McKinsey Analytics experts specialize in many different areas: statistical learning, deep learning, evolutionary and multi-criteria optimization, multi-agent simulations, game theory, reinforcement learning, advanced econometrics, causal & Bayesian inference, uplift modelling, Explainable Artificial Intelligence, visualization and data engineering.

We are all looking forward to share with you some insights on how to identify and capture the most value and meaningful insights from data, and turn them into competitive advantages!


  • 2020-09-23 5:00pm UTC Julia Silge Data visualization for machine learning practitioners
  • 2020-09-24 1:00pm UTC Kenneth Benoit Why you should stop using other text mining packages and embrace quanteda
  • 2020-09-24 5:30pm UTC Why McKinsey Analytics? And how we use technology, data and global capabilities to serve our clients?

For whom?

We strongly encourage people with analytic thinking skills to participate in the event. Data analysts, developers, storytellers, BI consultants, web designers, researchers, data enthusiast are all welcome since they can learn a lot from one another!!

  • Have a good understanding of text mining challenges?
  • Eager to get failiar with text mining concepts and good practices?
  • Want to meet people devoted to text analyses?
  • Enthusiastic about presenting insights related to text mining analysis?

The event is made just for you!


We would like participants to gather in teams of 4 or 5.

If you do not have a team, please join our whyr.pl/slack/ to find out people willing to form a team. We are able to combine teams as well if you find it hard to gather a group of 4 or 5 on your own.

During the registration we will collect the list of your skills to adjust the difficulty level of the challenge and to inform judges about the overall advancement of participants. This can also help us create teams if you are unable to find one!

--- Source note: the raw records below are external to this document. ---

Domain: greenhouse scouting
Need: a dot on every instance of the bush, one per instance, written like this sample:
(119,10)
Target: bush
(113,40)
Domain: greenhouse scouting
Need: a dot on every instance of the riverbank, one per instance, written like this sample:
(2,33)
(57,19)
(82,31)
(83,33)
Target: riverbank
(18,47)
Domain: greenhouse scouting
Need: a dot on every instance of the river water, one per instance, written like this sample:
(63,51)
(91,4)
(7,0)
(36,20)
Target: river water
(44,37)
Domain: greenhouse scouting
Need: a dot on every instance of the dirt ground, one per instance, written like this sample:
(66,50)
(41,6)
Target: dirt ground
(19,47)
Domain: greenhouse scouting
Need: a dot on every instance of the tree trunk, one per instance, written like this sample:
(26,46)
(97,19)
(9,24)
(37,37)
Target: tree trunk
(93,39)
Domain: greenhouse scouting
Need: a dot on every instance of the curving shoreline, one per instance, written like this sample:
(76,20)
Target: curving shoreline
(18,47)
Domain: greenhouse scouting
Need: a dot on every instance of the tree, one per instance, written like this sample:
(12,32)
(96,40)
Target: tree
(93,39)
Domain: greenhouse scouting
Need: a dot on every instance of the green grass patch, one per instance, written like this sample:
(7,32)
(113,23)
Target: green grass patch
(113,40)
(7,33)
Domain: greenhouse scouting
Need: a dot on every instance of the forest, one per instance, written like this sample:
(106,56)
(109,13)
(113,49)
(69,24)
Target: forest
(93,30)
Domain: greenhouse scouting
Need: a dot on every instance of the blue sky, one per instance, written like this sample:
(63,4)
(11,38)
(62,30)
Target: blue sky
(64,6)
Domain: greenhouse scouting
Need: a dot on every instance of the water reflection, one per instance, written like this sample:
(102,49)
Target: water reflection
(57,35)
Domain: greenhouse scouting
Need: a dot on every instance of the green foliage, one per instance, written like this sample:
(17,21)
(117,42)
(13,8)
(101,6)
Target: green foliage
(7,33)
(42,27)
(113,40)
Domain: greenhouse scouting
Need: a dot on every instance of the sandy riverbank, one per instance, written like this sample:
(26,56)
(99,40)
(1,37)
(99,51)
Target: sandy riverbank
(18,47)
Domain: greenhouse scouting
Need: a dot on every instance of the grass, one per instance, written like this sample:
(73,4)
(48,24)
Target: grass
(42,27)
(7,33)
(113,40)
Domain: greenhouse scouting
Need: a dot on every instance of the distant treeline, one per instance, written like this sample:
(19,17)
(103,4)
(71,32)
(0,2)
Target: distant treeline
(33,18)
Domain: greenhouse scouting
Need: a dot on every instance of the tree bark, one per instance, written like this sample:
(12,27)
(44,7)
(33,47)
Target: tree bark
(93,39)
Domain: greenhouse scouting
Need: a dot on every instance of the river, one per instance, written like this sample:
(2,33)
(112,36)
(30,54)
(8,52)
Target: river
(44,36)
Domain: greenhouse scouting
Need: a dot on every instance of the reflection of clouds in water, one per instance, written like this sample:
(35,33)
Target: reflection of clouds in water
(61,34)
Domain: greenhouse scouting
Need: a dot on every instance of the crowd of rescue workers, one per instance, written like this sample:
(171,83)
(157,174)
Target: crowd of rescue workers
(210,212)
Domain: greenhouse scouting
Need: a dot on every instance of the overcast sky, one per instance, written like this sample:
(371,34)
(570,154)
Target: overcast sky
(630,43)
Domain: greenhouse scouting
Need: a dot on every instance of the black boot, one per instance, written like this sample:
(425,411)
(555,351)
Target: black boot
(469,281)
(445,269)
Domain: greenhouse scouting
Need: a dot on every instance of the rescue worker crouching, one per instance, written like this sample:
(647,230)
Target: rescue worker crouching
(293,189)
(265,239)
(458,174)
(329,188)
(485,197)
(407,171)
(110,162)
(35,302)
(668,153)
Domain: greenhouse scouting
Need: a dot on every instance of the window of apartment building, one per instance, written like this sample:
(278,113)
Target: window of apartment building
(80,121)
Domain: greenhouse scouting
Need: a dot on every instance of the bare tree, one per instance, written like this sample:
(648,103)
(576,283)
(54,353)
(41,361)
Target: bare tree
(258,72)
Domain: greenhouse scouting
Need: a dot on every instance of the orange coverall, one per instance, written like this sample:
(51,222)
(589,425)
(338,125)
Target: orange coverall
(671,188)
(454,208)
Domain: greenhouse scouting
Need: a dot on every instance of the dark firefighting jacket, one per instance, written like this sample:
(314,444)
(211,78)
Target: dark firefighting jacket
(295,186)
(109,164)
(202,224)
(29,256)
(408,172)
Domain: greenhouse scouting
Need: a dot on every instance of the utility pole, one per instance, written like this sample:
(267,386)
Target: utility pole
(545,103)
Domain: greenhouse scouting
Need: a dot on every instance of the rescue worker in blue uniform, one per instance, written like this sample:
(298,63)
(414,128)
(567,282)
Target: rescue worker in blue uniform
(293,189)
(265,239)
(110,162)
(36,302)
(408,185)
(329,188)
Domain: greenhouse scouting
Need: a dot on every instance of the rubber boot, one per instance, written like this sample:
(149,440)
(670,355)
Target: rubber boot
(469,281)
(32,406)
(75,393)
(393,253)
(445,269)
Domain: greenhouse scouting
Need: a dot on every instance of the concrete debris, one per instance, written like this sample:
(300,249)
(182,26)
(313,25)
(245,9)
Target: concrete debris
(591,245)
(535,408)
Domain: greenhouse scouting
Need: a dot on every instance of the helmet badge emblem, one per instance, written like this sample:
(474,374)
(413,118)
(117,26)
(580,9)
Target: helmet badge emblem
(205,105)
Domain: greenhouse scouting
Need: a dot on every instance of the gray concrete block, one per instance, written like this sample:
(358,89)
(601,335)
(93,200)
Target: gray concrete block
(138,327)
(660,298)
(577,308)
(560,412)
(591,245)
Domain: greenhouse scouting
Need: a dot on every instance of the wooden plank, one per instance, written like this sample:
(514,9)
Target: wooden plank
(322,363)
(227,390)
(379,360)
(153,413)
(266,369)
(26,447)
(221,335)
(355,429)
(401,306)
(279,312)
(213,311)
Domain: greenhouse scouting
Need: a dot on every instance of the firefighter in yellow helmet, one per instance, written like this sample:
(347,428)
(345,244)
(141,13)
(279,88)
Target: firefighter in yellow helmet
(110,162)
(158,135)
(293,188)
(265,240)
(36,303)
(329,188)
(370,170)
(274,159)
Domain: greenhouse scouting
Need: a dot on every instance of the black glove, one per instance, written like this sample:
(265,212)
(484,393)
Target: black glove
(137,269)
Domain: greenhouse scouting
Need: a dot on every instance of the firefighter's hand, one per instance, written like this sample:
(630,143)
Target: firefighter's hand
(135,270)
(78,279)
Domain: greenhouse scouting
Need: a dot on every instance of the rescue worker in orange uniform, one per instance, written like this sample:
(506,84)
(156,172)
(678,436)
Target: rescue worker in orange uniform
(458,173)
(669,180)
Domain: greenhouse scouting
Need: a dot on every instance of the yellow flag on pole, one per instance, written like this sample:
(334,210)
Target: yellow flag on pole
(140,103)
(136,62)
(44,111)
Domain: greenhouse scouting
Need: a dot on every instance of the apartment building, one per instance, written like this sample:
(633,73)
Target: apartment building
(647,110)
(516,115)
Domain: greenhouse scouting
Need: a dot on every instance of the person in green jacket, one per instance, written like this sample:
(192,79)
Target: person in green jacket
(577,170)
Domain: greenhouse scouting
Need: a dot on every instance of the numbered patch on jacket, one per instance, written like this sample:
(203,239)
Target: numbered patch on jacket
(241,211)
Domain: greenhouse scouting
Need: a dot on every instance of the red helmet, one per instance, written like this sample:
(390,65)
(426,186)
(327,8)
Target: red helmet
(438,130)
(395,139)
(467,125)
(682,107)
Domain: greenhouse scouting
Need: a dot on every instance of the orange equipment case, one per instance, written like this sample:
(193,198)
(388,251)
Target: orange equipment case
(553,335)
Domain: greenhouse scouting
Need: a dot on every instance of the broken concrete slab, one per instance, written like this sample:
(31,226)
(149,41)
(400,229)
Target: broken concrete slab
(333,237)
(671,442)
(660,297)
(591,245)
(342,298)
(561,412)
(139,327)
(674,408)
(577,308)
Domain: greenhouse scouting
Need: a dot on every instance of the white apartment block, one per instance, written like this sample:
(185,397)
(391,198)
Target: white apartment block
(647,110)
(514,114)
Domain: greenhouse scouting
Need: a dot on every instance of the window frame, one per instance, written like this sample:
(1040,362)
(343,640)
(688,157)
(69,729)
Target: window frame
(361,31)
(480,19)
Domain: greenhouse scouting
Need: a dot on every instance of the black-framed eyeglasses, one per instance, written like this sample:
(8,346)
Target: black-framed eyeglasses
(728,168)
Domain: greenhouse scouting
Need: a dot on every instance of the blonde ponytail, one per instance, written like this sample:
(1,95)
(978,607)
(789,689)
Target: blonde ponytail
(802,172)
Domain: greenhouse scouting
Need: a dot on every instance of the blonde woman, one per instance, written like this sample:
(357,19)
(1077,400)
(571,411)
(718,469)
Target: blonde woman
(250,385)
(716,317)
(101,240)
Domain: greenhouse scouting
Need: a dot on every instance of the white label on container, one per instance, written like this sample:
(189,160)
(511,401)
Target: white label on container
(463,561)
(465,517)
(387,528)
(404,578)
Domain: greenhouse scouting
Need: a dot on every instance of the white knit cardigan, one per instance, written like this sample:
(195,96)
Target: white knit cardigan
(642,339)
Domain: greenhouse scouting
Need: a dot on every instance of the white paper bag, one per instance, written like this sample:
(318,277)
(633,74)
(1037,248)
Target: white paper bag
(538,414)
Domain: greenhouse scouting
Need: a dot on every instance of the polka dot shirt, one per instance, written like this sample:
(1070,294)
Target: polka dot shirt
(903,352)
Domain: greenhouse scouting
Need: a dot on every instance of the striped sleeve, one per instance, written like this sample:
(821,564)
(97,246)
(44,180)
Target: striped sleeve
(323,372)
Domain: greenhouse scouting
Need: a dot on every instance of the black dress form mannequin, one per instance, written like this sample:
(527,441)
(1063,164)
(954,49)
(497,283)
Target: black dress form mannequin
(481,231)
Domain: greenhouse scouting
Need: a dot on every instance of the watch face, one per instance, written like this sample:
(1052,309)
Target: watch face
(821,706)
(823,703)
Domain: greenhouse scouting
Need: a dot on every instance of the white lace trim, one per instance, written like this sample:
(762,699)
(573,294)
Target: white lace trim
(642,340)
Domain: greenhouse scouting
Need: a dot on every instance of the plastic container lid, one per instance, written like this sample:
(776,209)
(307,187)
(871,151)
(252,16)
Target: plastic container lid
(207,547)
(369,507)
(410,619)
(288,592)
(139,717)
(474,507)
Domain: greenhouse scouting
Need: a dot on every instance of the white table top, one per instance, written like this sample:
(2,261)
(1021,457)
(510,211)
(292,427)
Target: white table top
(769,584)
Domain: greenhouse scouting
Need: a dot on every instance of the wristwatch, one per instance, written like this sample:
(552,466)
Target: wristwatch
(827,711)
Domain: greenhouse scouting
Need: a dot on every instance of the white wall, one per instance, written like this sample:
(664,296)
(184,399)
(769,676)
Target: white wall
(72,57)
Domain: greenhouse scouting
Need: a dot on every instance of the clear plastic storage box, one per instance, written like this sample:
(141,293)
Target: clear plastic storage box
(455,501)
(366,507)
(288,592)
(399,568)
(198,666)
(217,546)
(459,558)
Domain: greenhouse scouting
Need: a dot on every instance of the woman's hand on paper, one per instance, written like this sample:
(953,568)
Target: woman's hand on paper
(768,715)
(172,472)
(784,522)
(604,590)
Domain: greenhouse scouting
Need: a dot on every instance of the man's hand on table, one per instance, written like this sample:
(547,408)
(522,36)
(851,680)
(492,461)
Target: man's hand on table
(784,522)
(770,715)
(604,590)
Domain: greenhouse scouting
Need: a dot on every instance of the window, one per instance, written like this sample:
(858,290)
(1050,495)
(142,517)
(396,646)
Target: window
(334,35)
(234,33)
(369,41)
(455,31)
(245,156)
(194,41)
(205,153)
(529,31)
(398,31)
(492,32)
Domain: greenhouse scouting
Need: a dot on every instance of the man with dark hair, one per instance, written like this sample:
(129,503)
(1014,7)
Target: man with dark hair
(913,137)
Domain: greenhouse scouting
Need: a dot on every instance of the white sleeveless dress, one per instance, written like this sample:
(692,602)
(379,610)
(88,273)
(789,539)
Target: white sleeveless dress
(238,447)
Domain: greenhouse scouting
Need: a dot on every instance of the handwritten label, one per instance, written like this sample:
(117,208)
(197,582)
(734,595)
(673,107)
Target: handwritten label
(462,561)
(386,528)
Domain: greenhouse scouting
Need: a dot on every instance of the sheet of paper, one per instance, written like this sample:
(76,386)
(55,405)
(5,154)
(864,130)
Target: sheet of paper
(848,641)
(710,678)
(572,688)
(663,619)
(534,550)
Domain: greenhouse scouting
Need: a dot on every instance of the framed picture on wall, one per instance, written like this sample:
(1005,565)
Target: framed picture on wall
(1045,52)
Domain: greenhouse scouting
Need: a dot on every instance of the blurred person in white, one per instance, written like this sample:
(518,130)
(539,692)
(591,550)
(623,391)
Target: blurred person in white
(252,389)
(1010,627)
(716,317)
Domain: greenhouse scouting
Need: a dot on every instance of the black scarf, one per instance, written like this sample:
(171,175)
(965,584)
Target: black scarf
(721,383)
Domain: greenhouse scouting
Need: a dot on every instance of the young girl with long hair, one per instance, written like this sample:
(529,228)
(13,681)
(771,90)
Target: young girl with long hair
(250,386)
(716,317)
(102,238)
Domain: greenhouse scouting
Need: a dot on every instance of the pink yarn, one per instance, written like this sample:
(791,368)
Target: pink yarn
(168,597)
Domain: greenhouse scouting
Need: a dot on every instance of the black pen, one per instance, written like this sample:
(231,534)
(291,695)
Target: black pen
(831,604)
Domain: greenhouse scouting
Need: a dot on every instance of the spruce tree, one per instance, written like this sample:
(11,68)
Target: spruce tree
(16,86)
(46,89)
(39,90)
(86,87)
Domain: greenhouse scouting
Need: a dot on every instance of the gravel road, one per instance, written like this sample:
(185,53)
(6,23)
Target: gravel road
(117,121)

Text Mining Hackathon is a free event. However, the registration is required. This will allow organizers to book a capacity of mentors and judges for the event.

Use this form whyr.pl/2020/hackathon/register/ to submit the team for the competition!

Event details

  • Place: Remote Global Challenge
  • Date: 23.09.2020 - 24.09.2020
  • Start - 5:00pm UTC 23.09.2020
  • End - 5:30pm UTC 24.09.2020

  • Talks during the event
    • 2020-09-23 5:00pm UTC Julia Silge Data visualization for machine learning practitioners
    • 2020-09-24 1:00pm UTC Kenneth Benoit Why you should stop using other text mining packages and embrace quanteda
    • 2020-09-24 5:30pm UTC Why McKinsey Analytics? And how we use technology, data and global capabilities to serve our clients?
  • For? For everyone interested in text analysis and data science!
  • Tech? Any software that helps you win can be used!